In Where Mathematics Comes From, cognitive scientists George Lakoff and Rafael Nuñez assert that our understanding of abstract mathematical concepts relies upon our sensory-motor experiences:

“For the most part, human beings conceptualize abstract concepts in concrete terms, using ideas and modes of reasoning grounded in the sensory-motor system. The mechanism by which the abstract is comprehended in terms of the concrete is called conceptual metaphor. Mathematical thought also makes use of conceptual metaphor, as when we conceptualize numbers as points on a line.” (p. 5)

If we understand numbers as points on a line, then we can conceptualize numeric variables as moveable points on a line, and functions as a particular kind of coordinated movement of two points on two lines. Just as the coordinated movement of two people often takes the form of a dance, so too we can view the coordinated movement of two points as a function dance, a dance in which the independent point’s location on its line determines the dependent point’s location on its line.

Try out the sine dance below.

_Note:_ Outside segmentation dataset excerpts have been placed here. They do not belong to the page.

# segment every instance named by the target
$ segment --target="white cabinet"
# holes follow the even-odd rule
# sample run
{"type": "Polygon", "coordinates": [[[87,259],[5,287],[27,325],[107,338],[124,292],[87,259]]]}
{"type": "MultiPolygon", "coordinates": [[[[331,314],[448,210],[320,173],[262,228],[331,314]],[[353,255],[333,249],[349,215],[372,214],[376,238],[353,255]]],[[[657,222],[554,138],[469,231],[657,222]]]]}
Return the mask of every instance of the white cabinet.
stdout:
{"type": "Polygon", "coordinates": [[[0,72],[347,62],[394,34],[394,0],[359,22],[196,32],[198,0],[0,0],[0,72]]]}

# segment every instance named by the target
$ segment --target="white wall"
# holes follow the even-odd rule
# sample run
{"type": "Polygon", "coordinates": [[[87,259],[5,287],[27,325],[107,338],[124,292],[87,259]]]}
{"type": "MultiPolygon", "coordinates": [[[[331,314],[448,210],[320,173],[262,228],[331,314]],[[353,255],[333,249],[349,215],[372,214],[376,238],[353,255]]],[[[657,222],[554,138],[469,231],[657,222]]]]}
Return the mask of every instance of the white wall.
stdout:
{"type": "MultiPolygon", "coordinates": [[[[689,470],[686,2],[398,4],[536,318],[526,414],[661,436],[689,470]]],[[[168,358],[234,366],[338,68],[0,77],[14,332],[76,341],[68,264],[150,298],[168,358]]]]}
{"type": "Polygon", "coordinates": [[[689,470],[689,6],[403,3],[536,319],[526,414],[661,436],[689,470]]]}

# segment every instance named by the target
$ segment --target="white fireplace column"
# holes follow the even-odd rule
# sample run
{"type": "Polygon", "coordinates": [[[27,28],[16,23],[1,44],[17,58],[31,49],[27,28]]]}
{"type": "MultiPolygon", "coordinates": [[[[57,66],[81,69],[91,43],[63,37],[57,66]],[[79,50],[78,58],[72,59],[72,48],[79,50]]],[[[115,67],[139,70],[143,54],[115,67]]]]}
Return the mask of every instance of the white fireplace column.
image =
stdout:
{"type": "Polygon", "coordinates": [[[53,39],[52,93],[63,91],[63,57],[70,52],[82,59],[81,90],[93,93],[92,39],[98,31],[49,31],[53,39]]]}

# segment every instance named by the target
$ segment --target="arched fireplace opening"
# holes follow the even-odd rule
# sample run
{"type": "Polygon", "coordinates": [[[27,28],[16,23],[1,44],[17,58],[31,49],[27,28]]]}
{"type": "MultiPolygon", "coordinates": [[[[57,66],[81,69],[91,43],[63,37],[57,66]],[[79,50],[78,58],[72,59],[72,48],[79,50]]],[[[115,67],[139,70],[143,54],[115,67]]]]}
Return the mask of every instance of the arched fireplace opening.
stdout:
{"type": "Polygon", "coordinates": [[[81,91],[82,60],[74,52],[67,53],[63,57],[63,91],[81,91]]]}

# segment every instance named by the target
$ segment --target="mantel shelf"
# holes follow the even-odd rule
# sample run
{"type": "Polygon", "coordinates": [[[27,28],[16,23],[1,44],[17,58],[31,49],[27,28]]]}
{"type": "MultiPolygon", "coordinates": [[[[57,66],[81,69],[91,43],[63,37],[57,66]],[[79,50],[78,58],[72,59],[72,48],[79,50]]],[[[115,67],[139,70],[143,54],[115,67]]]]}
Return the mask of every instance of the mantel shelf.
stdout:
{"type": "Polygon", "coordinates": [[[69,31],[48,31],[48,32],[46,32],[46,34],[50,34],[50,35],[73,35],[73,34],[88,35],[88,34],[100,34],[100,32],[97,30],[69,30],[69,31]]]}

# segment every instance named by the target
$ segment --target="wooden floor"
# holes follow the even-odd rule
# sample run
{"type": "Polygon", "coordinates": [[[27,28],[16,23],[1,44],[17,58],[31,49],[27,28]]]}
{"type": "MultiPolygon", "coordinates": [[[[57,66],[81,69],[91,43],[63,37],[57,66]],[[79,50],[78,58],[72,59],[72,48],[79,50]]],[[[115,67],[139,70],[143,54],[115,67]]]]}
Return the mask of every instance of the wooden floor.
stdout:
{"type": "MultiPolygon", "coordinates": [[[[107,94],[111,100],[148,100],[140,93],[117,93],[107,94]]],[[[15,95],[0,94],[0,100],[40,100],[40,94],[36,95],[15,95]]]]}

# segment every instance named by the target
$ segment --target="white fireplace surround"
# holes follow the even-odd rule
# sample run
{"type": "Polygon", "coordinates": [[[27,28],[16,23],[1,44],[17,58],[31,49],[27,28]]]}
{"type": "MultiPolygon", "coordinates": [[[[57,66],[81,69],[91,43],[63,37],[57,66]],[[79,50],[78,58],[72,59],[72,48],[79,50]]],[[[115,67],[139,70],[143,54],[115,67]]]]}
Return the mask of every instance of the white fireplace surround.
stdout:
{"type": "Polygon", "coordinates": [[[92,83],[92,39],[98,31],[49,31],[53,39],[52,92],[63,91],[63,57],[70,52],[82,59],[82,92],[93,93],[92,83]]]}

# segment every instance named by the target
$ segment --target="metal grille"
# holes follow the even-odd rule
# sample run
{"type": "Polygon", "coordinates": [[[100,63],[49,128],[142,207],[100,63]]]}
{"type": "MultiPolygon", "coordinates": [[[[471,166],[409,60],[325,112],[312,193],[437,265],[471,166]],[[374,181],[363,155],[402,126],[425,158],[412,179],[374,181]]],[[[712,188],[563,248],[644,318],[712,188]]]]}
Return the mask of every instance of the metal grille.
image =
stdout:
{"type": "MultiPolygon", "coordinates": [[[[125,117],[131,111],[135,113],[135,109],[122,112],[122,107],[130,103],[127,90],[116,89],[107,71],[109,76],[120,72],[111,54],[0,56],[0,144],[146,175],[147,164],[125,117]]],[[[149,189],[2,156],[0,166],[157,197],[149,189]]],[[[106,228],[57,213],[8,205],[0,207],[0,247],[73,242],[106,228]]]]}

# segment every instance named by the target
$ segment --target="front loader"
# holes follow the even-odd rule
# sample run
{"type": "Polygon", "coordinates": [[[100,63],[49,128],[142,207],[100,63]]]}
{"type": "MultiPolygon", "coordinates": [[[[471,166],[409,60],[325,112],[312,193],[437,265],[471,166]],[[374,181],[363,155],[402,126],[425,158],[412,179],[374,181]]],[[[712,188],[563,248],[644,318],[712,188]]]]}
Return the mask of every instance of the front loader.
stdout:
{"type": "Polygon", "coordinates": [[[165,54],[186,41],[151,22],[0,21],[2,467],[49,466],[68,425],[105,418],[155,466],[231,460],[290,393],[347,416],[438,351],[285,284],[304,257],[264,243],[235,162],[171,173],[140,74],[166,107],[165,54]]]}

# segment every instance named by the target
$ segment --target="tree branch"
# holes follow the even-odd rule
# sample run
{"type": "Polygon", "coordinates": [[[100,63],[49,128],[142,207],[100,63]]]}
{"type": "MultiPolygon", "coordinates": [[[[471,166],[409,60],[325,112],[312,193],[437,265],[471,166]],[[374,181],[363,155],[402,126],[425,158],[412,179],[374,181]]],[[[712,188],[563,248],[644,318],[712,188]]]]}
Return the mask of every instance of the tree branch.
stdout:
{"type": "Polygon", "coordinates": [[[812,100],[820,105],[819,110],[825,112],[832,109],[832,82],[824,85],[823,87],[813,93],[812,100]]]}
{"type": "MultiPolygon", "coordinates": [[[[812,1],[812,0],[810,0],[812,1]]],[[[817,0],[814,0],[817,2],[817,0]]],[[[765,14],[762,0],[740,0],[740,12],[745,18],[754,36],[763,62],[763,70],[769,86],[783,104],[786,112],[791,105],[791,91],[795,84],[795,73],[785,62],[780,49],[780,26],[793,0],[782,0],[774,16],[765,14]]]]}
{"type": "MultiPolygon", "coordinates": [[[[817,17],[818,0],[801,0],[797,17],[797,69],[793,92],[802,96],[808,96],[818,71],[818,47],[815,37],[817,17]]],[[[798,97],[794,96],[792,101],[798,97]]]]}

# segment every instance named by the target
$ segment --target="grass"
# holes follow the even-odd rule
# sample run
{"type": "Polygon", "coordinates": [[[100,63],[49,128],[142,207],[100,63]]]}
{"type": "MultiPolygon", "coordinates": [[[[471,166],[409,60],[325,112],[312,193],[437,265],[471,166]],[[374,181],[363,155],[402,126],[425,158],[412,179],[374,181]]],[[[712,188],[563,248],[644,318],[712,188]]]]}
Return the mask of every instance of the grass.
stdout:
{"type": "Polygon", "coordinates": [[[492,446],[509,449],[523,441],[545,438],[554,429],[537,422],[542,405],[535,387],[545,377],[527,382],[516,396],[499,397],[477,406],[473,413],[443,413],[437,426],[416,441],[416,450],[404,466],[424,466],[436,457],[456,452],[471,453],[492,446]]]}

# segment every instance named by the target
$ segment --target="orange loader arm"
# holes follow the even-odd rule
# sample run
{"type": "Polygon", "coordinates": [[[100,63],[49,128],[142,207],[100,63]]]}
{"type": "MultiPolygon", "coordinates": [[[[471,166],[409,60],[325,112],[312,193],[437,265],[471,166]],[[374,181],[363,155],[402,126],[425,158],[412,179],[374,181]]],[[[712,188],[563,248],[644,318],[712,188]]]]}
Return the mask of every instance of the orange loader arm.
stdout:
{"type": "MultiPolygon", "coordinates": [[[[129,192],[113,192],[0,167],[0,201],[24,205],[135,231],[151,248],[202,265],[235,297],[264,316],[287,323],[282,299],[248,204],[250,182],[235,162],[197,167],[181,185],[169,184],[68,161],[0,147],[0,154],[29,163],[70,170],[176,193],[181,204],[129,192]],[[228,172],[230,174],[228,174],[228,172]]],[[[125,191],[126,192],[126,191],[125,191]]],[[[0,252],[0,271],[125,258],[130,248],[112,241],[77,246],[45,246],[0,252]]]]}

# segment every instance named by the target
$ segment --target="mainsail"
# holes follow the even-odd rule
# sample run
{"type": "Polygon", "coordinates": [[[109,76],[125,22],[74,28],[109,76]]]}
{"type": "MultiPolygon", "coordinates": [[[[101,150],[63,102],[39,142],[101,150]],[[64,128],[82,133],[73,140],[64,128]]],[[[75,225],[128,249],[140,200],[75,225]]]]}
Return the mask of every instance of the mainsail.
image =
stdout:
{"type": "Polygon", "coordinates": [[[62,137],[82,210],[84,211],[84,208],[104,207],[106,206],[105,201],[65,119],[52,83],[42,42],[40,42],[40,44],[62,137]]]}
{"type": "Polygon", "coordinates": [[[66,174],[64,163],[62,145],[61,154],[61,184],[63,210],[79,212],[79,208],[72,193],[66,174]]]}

When you press the Go! button, three seconds later independent point x will move at a constant speed to the right along its line. Your job is to drag the bunny up and down so that the red dependent point at the tip of the bunny’s arrow is in the right place to represent sin(x). Fortunately the blue point moves up and down to show you where you should be.

Try it out now:

As with a real dance, it takes some practice to get it right. Make it faster (and harder) by moving point challenge to the right (speeding up the dance) or move it to the left for an easier dance. You can also edit the parameters to change the the nature of the dance.

What did you find challenging about doing the sine dance? Did it give you a different sense of the relative rate of change—the way the dependent variable sped up and slowed down—than you might have expected? Doing such dances can provide novel kinetic insights as you realize how fast (or slow) y moves as x travels along its domain. You get to experience the function’s rate of change through your own bodily motion.

This sketch, and other “function dance” sketches, are still being developed into finished activities. I’d really appreciate your comments and suggestions, especially if you’re willing to try them out with your students. Please email me: stek at geometricfunctions dot com.

Daniel Scher and I will be presenting this and other thought-provoking activities at the NCTM Annual Meeting next week in New Orleans. If you’re interested, please come to session #638 (Two Birds, One Stone: Transformations, Functions, and the Common Core) on Saturday at 11 am.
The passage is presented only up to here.